Saugatuck offers natural, spiritual escape
Saturday, June 18th, 2011There’s nothing cookie cutter about Saugatuck, Michigan.
Nestled on the southwest coast of Michigan, the well-heeled artist community is just a couple of postcard-perfect grass-covered sand dunes away from the deep, blue waters of Lake Michigan.
“We’re not generic,” local sculptor Marcia Perry said. “That’s our trump card.”
Saugatuck and its sister city, Douglas, across the Kalamazoo River are old — old as in quaint, historic, cool. No box stores, no chain restaurants.
Shops, inns, and restaurants are smaller and personal, concentrating quality and service while overlooking a beautiful river and landscape. Riverside shops and inns crowd up to busy docks where personal boats and charter boats sortie in and out of slips, typically returning from the lake with nice catches of salmon and whatever else is biting in the great lake.
Downtown streets and neighborhoods are for strolling and biking as much as for cars.
It’s a town with a genuinely fierce sense of pride in where it’s been.
There’s no more demonstrative evidence of that community pride than in their homegrown parades. Stay any length of time in Saugatuck and there’s a good chance you’ll see one. No big-city style floats. It’s veterans leading the way, carrying the flag past onlookers not embarrassed to stand and clap and cheer. Before it’s over pretty much every manner of small-town transportation passes review.
“We have parades for about everything here,” said the woman running the register at Pumpernickels, a local eatery steeped in atmosphere.
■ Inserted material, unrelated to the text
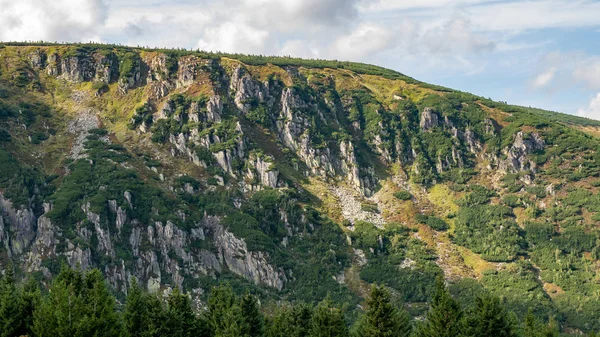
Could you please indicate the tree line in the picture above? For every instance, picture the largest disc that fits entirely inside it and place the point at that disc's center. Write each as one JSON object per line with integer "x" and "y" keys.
{"x": 81, "y": 304}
Parades mark the summer holidays, Halloween, even the day the town’s traffic light changes from blinking to red-yellow-green.
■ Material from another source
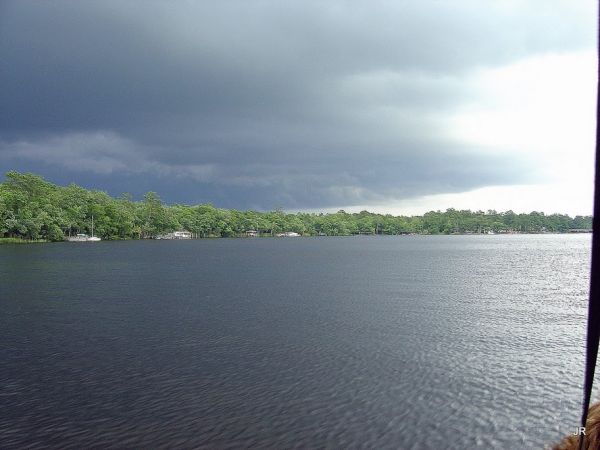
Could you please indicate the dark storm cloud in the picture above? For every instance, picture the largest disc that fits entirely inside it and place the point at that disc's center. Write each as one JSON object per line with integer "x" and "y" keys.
{"x": 294, "y": 104}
“And then, in the fall, we have another parade when it changes back to a blinking light,” said Perry.
Blinking or not, it’s a short drive through that light, across the bridge and on to the shore of Lake Michigan at Oval Beach, consistently ranked as one of the very best beaches in North America. It’s that good. That beautiful.
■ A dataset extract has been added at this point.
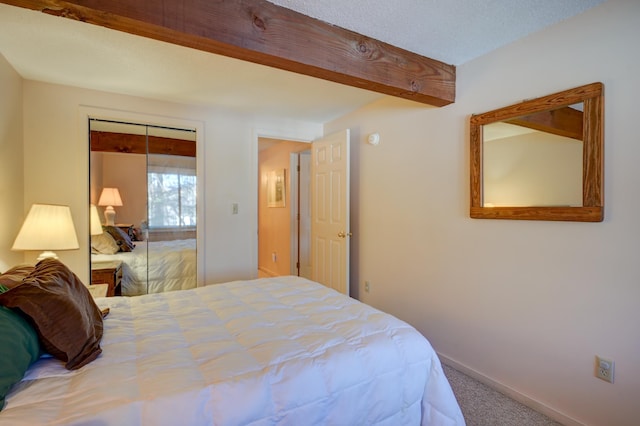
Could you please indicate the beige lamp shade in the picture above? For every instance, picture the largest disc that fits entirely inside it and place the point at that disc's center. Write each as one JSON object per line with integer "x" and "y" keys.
{"x": 47, "y": 227}
{"x": 110, "y": 197}
{"x": 96, "y": 226}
“When I’m on the dunes, feeling the whole power of that landscape, I feel a direct relationship with nature,” Perry said. “You can get lost there.
“It’s spiritual.”
Getting There
Saugatuck/Douglas is a year-round tourist destination on Lake Michigan, 200 miles from Toledo, less than four hours via the Ohio Turnpike, I-69, I-96 and local routes. Visit the Saugatuck/Douglas Convention and Visitors Bureau at the website www.saugatuck.com.